D. What Is Not Included Within the Scope of This Rule?

    As noted previously, the administrative reporting exemption from
the CERCLA section 103 notification requirements is limited in scope to
those releases of hazardous substances to the air that meet or exceed
their RQ from animal waste at farms and in the case of Section 304 of
EPCRA, only those releases of hazardous substances to the air from
animal waste at farms that are below the thresholds in 40 CFR 355.31(g)
are exempt. EPA is not exempting from the CERCLA section 103 or EPCRA
section 304 notification requirements releases of hazardous substances
from animal waste that meet or exceed the RQ to any other environmental
media or at any other facilities other than farms (i.e., meat
processing plants, slaughter houses, tanneries). Thus, notifications
must still be submitted if, for example, there was a release of any
hazardous substances that meet or exceed the RQ from animal waste into
water (e.g., a lagoon burst) or if there was a release of any hazardous
substances that meets or exceeds the RQ from animal waste into the air
or water at a slaughter house or meat processing plant. Likewise, EPA
is not exempting from the CERCLA section 103 or EPCRA section 304
notification requirements any release of hazardous substances to the
air that meets or exceeds the RQ from any source other than animal
waste at farms. Thus, for example, EPA is not proposing to exempt
ammonia releases from ammonia storage tanks at farms.
    The Agency believes that in these situations, the release of
hazardous substances that meets or exceeds the RQ should continue to be
reported because it is less clear that they will not result in a
response action from Federal, State or local governments. That is, such
notifications would alert the government to a situation that could pose
serious environmental consequences if not immediately addressed.
    Finally, it should be noted that no CERCLA or EPCRA statutory
requirements, other than the emergency hazardous substance notification
requirements under CERCLA section 103 and EPCRA section 304, are
included within this rule. The rule also does not limit the Agency's
authority under CERCLA sections 104 (response authorities), 106
(abatement actions), 107 (liability), or any other provisions of CERCLA
and EPCRA to address releases of hazardous substances from animal waste
at farms.

E. What Is EPA's Rationale for This Administrative Reporting Exemption?

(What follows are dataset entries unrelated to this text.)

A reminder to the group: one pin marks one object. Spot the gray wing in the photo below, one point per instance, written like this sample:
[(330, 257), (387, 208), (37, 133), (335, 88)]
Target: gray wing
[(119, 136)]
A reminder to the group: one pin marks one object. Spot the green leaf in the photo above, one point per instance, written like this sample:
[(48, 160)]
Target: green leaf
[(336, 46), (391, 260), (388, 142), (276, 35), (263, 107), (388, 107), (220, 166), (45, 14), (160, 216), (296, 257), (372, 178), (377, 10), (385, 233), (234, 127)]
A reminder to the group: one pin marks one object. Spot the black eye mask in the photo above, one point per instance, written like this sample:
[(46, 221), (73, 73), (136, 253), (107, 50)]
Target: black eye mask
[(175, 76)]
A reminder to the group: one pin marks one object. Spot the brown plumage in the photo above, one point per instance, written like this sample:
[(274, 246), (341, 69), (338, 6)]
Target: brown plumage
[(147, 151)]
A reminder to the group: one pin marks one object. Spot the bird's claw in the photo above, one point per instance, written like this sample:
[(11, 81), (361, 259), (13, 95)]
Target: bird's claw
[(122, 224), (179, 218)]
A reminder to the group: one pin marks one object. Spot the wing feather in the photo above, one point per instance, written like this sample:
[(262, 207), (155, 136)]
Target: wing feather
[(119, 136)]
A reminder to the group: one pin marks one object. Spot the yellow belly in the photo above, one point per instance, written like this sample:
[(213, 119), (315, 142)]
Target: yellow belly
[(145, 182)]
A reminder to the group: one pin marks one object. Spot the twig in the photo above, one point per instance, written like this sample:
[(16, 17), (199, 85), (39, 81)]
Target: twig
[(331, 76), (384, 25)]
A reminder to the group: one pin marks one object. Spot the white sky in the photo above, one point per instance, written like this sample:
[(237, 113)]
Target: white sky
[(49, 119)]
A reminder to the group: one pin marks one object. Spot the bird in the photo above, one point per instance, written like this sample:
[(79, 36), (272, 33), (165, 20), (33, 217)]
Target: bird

    EPA's rationale for this administrative reporting exemption is
based on the purpose of notifying the NRC, and SERCs and LEPCs when a
hazardous substance is released, and then the likelihood that a
response to that notification would be taken by any government agency.
    Upon receipt of a notification from the NRC, EPA determines whether
a response is appropriate. See 40 CFR 300.130(c). If it is determined
that a response is appropriate, the NCP regulations describe the roles
and responsibilities for responding to the release. Thus, EPA
considered whether the Agency would ever take a response action, as a
result of such notification, for releases of hazardous substances to
the air that meet or exceed their RQ from animal waste at farms. Based
on our experience, the Agency believes that Federal on-scene
coordinators are unlikely to respond to such notifications.
Specifically, to date, EPA has not initiated a response to any NRC
notifications of ammonia, hydrogen sulfide, or any other hazardous
substances released to the air where animal waste at farms is the
source of that release. Moreover, we can not foresee a situation where
the Agency would initiate a response action as a result of such
notification. Under this rule, however, EPA retains its authority to
respond to citizen complaints or requests for assistance from State or
local government agencies to investigate releases of hazardous
substances from animal waste at farms and respond if appropriate.
Furthermore, the Agency does not need to receive such notifications in
order to enforce applicable Clean Water Act (CWA), Clean Air Act (CAA),
Resource Conservation and Recover Act (RCRA), and/or other applicable
CERCLA and EPCRA regulations at farms. EPA retains the enforcement
authority to address threats to human health and the environment.
    Several States and localities also indicated that such response
actions are unlikely to be taken as a result of a notification of
releases of hazardous substances from animal waste at farms.
Specifically, EPA received 13 comment letters from State and/or local
emergency response agencies in response to our proposed rule, as well
as comments from 10 state agricultural departments that agreed with the
proposal to not require such notifications.\4\ These commenters all
affirmed EPA's belief that a response to a notification of air
emissions of hazardous substances from animal wastes is highly
unlikely. In fact, while we also received comment letters from
government officials and others, including environmental groups, that
the proposed rule is not appropriate due to potential harmful effects
of air pollution emanating from animal feeding operations, we received
no comments from any government official suggesting a response action
should or would be taken.
---------------------------------------------------------------------------

    \4\ The Agency also received 23 comment letters from State and/
or local emergency response agencies in response to the December
2005 Federal Register notice that acknowledged receipt of the
rulemaking petition from the National Chicken Council, the National
Turkey Federation, and the U.S. Poultry and Egg Association which
also agreed that such notifications were not necessary.
---------------------------------------------------------------------------

    The Agency did receive comments expressing a concern that air
emissions of hazardous substances from animal waste at the largest
animal feeding operations may pose a risk and therefore State and local
governments and the public should continue to receive reports of such
emissions. CERCLA and EPCRA do not require release reports under
section 103 of CERCLA and 304 of EPCRA, respectively, to be made
publicly available. However, section 324 of EPCRA does require the LEPC
and the SERC to make publicly available each follow-up emergency notice
provided under section 304(c).
    Based on these comments, the Agency has bifurcated the final rule
and is promulgating an administrative reporting exemption in order to
maintain the EPCRA section 304 reporting requirements for the largest
farms, that is, those farms that meet or exceed the thresholds
described in section III.B.ii, above. For this rule, the threshold that
will trigger reporting requirements is the same as the numbers of
animals specified in the categories regulated by the NPDES program for

[[Page 76954]]

large CAFOs. Comments regarding the elimination of the reporting
requirements are discussed below in section III.G.i.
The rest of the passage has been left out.